Competition Heats Up in Solana's Lending Market
Lily Liu, the president of the Solana Foundation, has addressed the escalating rivalry between Kamino Finance, a prominent player in Solana’s lending sector, and Jupiter Lend, a newer entrant. Jupiter Lend launched in August and has rapidly accumulated a Total Value Locked (TVL) of $1 billion. The overall Solana lending market is currently valued at approximately $5 billion, a figure that is considerably smaller than Ethereum's $50 billion and the vast trillions in traditional finance collateral markets.
This significant gap in valuation is a key driver behind the intense competition within Solana's lending sector. While this environment has spurred rapid innovation, it has also led to rising tensions among protocols vying for market dominance.
Solana Foundation's Perspective on Competition
Lily Liu, president of the Solana Foundation, highlighted the current valuation of Solana’s lending market in her recent remarks. She emphasized that the disparity between Solana and other markets fuels the competitive landscape. While acknowledging the rapid innovation, she noted that tensions have been rising between protocols competing for dominance.
Liu stated, "Hey @kamino @jup_lend, Love you both. We can snipe at one another (one click lending position conversion; dunking on sloppy remarks; etc) or we can focus on capturing market share from all of crypto and then Tradfi beyond that."
From the perspective of the Solana Foundation executive, competition is inherently healthy for the ecosystem. However, she stressed the importance of not losing sight of the overarching objective: capturing a larger market share from both Ethereum and traditional finance.

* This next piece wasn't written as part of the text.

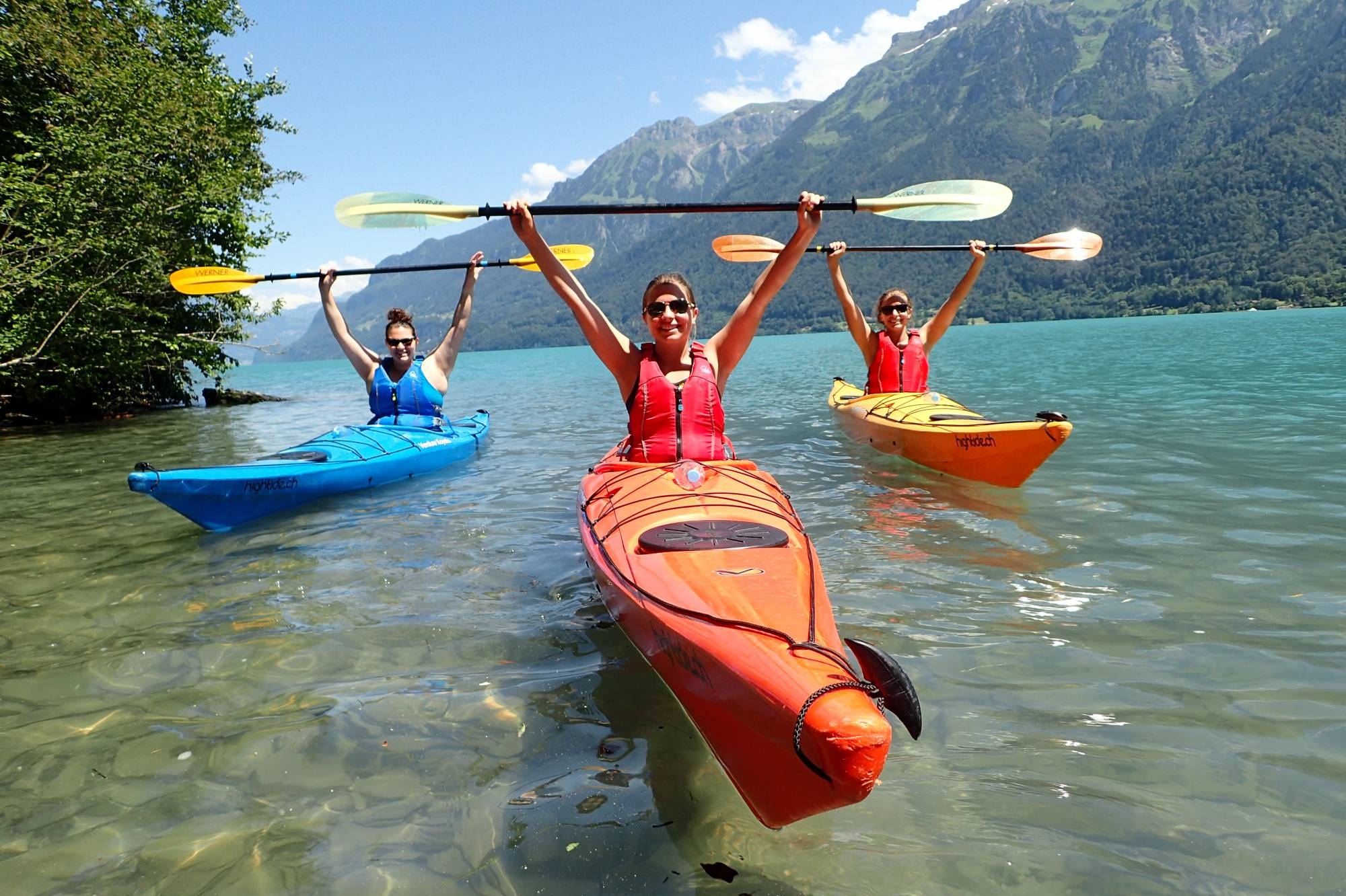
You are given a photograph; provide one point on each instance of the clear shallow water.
(1131, 668)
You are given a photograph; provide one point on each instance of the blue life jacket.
(411, 402)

The Core of the Kamino Finance and Jupiter Lend Dispute
Jupiter Lend has faced accusations of misleading users regarding its platform's risk isolation and rehypothecation practices. Critics, primarily founders from rival protocols such as Kamino and Fluid, have alleged that Jupiter Lend falsely advertised its vaults as being completely isolated. They argue that this practice could potentially expose the broader decentralized finance (DeFi) space to contagion during periods of market stress.
Kash Dhanda, co-founder of Jupiter Lend, acknowledged that the initial assertion of "zero contagion" was not entirely accurate. However, he maintained that rehypothecation is employed to generate yields on collateral, and that the associated risks remain limited and contained at the asset level.
Marius, the founder of Kamino, expressed concerns that Jupiter Lend's vaults allow for full inter-asset exposure, which he believes could erode confidence in the entire Solana DeFi ecosystem. He has publicly criticized Dhanda's Jupiter Lend for "misleading users."
Samyak Jain, the founder of Fluid, pointed out that the platform's vaults actually reuse user collateral for yield optimization, a practice that contradicts the notion of full isolation.